Sobre la calidad de la
película hemos escuchado muchas mentiras y verdades a medias. En efecto, no está
a la altura de sus predecesoras, eso es innegable. Pero resulta tremendamente
hipócrita valorar esta tercera parte a través de la sola comparación con la
primera y la segunda, según muchos entre las obras cumbre del séptimo arte. La
acogida de ciertos sectores de la crítica y de la opinión pública condicionaron
el reconocimiento de una gran película que, aun con defectos, aqueja el nivel
del listón de las anteriores.
Sobre alguno de los
errores: Sofia Coppola como Mary Corleone. La elección de la hija del ilustrísimo
auteur es probablemente el mayor
error de una película que, por lo demás, goza de un reparto brillante. El
perfil personal de Sofia coincidía con el papel, una niña de papá –muy snob– y con marcadas raíces italianas.
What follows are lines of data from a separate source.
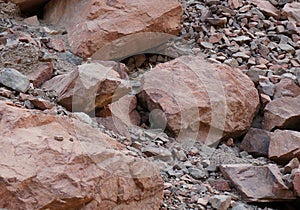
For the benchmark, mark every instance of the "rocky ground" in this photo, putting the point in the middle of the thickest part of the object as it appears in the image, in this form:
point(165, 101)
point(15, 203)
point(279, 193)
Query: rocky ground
point(256, 168)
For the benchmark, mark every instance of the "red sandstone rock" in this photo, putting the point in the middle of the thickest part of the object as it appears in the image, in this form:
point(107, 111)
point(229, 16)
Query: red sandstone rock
point(93, 24)
point(286, 87)
point(56, 162)
point(200, 100)
point(267, 8)
point(256, 142)
point(283, 113)
point(91, 86)
point(41, 74)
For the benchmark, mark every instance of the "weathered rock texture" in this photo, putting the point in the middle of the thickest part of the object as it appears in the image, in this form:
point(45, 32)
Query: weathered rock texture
point(120, 115)
point(93, 24)
point(296, 181)
point(256, 142)
point(258, 183)
point(55, 162)
point(91, 86)
point(283, 113)
point(200, 100)
point(284, 145)
point(29, 5)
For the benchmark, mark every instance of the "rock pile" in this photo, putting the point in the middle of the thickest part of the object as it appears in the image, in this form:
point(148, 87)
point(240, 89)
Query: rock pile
point(220, 132)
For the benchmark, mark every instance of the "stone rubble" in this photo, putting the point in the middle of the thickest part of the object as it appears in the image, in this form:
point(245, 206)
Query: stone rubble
point(108, 153)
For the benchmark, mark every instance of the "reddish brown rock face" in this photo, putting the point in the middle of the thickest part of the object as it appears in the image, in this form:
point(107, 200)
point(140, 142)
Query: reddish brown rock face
point(200, 100)
point(93, 24)
point(91, 86)
point(283, 113)
point(258, 183)
point(284, 146)
point(55, 162)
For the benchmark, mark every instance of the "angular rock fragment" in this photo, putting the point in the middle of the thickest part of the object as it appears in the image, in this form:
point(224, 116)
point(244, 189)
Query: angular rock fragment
point(291, 10)
point(258, 183)
point(267, 8)
point(56, 162)
point(14, 79)
point(284, 145)
point(256, 142)
point(208, 102)
point(296, 182)
point(91, 86)
point(98, 23)
point(283, 113)
point(286, 87)
point(220, 202)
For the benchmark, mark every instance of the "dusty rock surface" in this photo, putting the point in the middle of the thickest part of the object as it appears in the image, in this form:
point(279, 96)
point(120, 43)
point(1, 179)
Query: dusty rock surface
point(59, 162)
point(193, 106)
point(257, 38)
point(92, 86)
point(97, 23)
point(282, 113)
point(263, 182)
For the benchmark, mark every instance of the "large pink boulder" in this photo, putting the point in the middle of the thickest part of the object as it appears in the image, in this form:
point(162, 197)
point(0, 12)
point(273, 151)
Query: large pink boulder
point(201, 101)
point(92, 24)
point(56, 162)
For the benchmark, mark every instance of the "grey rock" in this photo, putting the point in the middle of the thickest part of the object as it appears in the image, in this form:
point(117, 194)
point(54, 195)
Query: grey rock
point(14, 79)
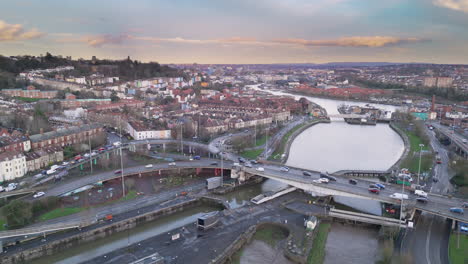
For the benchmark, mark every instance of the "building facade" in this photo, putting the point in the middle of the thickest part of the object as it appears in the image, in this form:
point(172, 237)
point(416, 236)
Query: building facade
point(12, 166)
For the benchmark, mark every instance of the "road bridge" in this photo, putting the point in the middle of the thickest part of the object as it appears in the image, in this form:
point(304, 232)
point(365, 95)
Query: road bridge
point(366, 218)
point(459, 141)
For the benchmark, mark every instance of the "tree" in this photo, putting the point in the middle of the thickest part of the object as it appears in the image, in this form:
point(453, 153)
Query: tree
point(18, 213)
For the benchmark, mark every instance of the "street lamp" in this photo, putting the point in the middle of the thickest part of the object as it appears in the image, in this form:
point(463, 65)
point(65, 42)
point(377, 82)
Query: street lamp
point(419, 168)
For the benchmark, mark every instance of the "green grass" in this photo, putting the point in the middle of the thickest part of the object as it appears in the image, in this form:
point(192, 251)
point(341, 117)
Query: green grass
point(458, 255)
point(317, 253)
point(412, 160)
point(270, 235)
point(2, 222)
point(252, 154)
point(282, 147)
point(59, 212)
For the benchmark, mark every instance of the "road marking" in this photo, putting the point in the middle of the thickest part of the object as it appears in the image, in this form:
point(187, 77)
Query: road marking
point(428, 259)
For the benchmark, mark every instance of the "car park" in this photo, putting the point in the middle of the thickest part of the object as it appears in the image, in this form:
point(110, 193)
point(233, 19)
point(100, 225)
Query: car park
point(38, 194)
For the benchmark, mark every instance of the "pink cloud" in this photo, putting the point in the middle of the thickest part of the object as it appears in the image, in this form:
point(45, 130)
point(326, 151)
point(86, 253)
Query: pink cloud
point(14, 32)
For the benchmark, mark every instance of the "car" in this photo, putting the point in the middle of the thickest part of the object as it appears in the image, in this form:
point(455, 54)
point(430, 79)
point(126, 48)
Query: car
point(38, 194)
point(321, 180)
point(457, 210)
point(381, 186)
point(422, 200)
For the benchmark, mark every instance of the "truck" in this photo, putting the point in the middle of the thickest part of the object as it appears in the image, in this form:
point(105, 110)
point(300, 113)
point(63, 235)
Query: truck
point(420, 193)
point(399, 196)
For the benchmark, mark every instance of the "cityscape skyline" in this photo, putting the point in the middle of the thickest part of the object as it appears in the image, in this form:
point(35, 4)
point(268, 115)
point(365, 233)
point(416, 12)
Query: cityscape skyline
point(220, 32)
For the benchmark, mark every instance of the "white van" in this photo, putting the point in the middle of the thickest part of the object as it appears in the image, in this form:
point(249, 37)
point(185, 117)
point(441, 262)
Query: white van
point(420, 193)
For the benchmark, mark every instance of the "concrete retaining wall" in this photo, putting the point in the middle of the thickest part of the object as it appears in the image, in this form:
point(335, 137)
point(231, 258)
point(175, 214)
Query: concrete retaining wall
point(100, 232)
point(226, 256)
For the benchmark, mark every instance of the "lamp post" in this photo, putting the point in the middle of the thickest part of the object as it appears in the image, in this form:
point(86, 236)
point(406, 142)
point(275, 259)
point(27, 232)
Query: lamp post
point(419, 168)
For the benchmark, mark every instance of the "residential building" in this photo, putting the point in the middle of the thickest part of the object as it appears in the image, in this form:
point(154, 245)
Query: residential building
point(139, 131)
point(12, 165)
point(30, 92)
point(66, 136)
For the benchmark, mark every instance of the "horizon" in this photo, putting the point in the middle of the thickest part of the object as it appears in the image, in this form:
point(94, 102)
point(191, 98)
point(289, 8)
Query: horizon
point(220, 32)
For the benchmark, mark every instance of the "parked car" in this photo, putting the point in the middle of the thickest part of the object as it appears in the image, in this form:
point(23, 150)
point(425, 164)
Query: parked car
point(321, 180)
point(422, 200)
point(38, 194)
point(381, 186)
point(457, 210)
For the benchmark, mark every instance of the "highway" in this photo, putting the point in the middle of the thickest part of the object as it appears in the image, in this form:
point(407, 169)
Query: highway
point(427, 242)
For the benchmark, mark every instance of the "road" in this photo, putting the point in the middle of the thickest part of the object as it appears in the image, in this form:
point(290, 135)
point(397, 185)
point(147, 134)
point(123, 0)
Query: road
point(428, 241)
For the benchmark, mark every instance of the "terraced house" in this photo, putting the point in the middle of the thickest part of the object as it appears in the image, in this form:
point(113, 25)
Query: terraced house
point(66, 136)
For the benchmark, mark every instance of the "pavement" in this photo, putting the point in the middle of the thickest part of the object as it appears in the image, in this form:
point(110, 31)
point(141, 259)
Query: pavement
point(428, 241)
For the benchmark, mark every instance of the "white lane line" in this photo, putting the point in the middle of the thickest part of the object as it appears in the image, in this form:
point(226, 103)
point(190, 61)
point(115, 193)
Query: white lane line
point(428, 238)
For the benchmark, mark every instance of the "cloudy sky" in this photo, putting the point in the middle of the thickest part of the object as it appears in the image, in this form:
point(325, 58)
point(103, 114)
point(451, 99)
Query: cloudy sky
point(239, 31)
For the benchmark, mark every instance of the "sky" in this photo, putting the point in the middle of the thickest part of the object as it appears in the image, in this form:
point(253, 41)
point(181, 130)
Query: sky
point(239, 31)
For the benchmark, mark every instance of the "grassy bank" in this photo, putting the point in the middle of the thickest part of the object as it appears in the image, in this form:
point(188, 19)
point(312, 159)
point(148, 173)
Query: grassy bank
point(458, 255)
point(59, 212)
point(317, 253)
point(282, 147)
point(252, 154)
point(411, 162)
Pero, aunque físicamente agraciada, su expresividad es inexistente y su actuación
llega a empañar momentos brillantes y partes fundamentales de la historia. Cabe
destacar que esta discutible elección vino desencadenada por la renuncia de la
actriz pensada para el papel: Winona Ryder. Con ella quizá recordaríamos a Mary
Corleone como una dulce e inocente joven (véase, como Ryder en La edad de la inocencia) y no como una snob repelente y pésimamente
interpretada.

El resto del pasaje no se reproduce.